I Exhausted Myself Trying to Cook the Perfect English Roast. Next Time, I’m Saving My Sanity and Ordering Pizza.
We all know that family traditions are the glue that holds the holidays together. They’re the familiar recipes, songs, and rituals that transport us back to the happiest moments of our childhoods. But what happens when recreating those precious memories becomes a source of stress and sadness?
One woman, an English expat living in Europe, recently shared her heartbreaking story of trying, and failing, to give her family the perfect British Christmas, leaving her wondering if it’s time to let the tradition go for good.
The Christmas Dinner Dilemma
This mother of two, with children aged eight and five, explained that she grew up with loud, joyful Christmases filled with family, food, and laughter. Now living in her husband’s home country, where his family doesn’t really celebrate, she feels the immense pressure to replicate those magical days for her own children. Unfortunately, it’s a near-impossible task.
The ingredients for a classic English roast are a challenge to find. She confessed to finding parsnips a month in advance and having to freeze them, and could only find frozen sprouts and potatoes that weren’t right for “roasties.” This year, without a recent trip home to stock up, there was no Christmas pudding or mince pies. Even the festive crackers, a staple of a British Christmas table, had to be ordered online for a staggering £30.
After all the stress and effort, a wave of sadness washed over her. She shared her emotional realization: “I will never get to replicate a British Christmas if I‘m not with my family… It was so stressful to source and make this dinner that no one but me cares about (but I do care about it a lot).”

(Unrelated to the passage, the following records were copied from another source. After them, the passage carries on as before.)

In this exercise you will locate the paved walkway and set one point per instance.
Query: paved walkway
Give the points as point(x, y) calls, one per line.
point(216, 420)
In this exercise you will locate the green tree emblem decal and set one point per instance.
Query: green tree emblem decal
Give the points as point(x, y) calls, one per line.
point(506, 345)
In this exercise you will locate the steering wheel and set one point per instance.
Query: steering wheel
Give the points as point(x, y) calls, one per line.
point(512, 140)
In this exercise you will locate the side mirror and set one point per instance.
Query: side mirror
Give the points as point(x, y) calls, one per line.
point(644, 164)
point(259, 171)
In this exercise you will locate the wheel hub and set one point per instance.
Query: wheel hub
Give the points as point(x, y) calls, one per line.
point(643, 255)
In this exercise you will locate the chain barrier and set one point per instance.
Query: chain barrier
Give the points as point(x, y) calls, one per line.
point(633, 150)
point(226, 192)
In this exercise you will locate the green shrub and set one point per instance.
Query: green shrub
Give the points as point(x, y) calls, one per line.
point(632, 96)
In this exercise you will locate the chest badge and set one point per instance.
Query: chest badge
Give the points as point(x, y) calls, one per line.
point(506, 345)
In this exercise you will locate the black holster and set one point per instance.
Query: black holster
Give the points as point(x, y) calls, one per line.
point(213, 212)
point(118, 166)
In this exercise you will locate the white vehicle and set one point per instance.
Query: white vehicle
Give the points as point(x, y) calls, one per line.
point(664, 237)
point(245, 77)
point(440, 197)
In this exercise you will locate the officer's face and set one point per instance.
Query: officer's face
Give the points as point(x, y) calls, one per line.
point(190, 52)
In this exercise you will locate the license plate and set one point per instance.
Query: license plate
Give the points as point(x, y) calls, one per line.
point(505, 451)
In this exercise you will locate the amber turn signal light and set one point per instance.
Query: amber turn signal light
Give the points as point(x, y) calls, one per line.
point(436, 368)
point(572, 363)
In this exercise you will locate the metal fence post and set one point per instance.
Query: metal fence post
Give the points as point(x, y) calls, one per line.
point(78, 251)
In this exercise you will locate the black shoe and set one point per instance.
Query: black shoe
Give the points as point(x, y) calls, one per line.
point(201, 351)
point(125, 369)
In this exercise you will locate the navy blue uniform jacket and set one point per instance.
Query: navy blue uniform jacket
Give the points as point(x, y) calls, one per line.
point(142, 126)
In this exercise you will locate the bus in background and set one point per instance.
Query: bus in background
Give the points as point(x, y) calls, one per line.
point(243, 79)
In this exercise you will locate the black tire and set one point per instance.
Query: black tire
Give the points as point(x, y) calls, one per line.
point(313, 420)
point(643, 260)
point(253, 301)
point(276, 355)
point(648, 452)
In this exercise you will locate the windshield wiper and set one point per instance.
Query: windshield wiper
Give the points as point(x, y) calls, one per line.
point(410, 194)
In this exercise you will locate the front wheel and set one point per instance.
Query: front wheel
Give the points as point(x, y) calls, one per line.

The lack of enthusiasm from her in-laws was particularly telling; after inviting them for a traditional meal from their country on Christmas Eve, her father-in-law said he “might come but he never showed up.” Defeated, she asked if she should just give up and order pizza next year.
The Internet Reacts
The online community responded not with judgment, but with an outpouring of empathy and thoughtful advice. The commenters quickly formed a few distinct camps, all united in their support for the exhausted mother.
The first group was the ‘You’re Not Alone’ Crowd, made up of fellow expats who knew her struggle all too well. One person wrote, “I get it. I live abroad too, also Europe. Also struggle to source a lot of the ingredients.” Another shared their own expensive quest for holiday staples, saying, “I paid €28 for crappy crackers off Amazon and €12 for 6 mini mince pies.” These comments served as a comforting reminder that she was not the only one facing this unique holiday challenge.
Next came the ‘Create New Traditions’ Crowd, who gently suggested it might be time to let the old ways evolve. Their advice was both practical and heartwarming. “It might be time to establish some new traditions,” one user suggested. “It doesn’t have to be giving up and ordering pizza… but it’s worth putting some thought into what’s available that would feel special.”
Another person offered a beautiful idea: “Maybe there are new traditions that you can create to make the day magical and new meals that blend the English elements with the ingredients available.” The most touching story came from someone with a Scandinavian mother, who wrote, “we do a probably… version of a Scandi Christmas Eve… It means a lot to us even though we get most of it wrong.”

Finally, there was the Practical Problem-Solvers Camp, who offered clever workarounds. Many suggested making items from scratch, like mince pies and even Christmas crackers, to save money and add a personal touch. Others proposed a hybrid approach. “I suggest making new memories,” one commenter advised. “Better to pick one or two easy traditions and a pizza, than you being stressed out and trying to do it all for the sake of tradition.” This idea of keeping the spirit alive without the stress seemed to resonate with many.
The Etiquette Verdict
Let’s be clear: the purpose of a holiday tradition is to create joy and connection, not to cause one person undue stress and anxiety. While this woman’s desire to share her heritage with her children is admirable, she is being terribly unfair to herself. The true etiquette of family life dictates that traditions should serve the family, not the other way around.
When a ritual becomes a burden that leaves the host feeling unappreciated and exhausted, it is no longer a celebration. It is perfectly acceptable, and frankly necessary, to adapt, simplify, or create new traditions that everyone, including the host, can enjoy.

Your Thoughts
Should this mother let go of her British Christmas for good, or is it important to keep fighting to preserve those traditions for her children?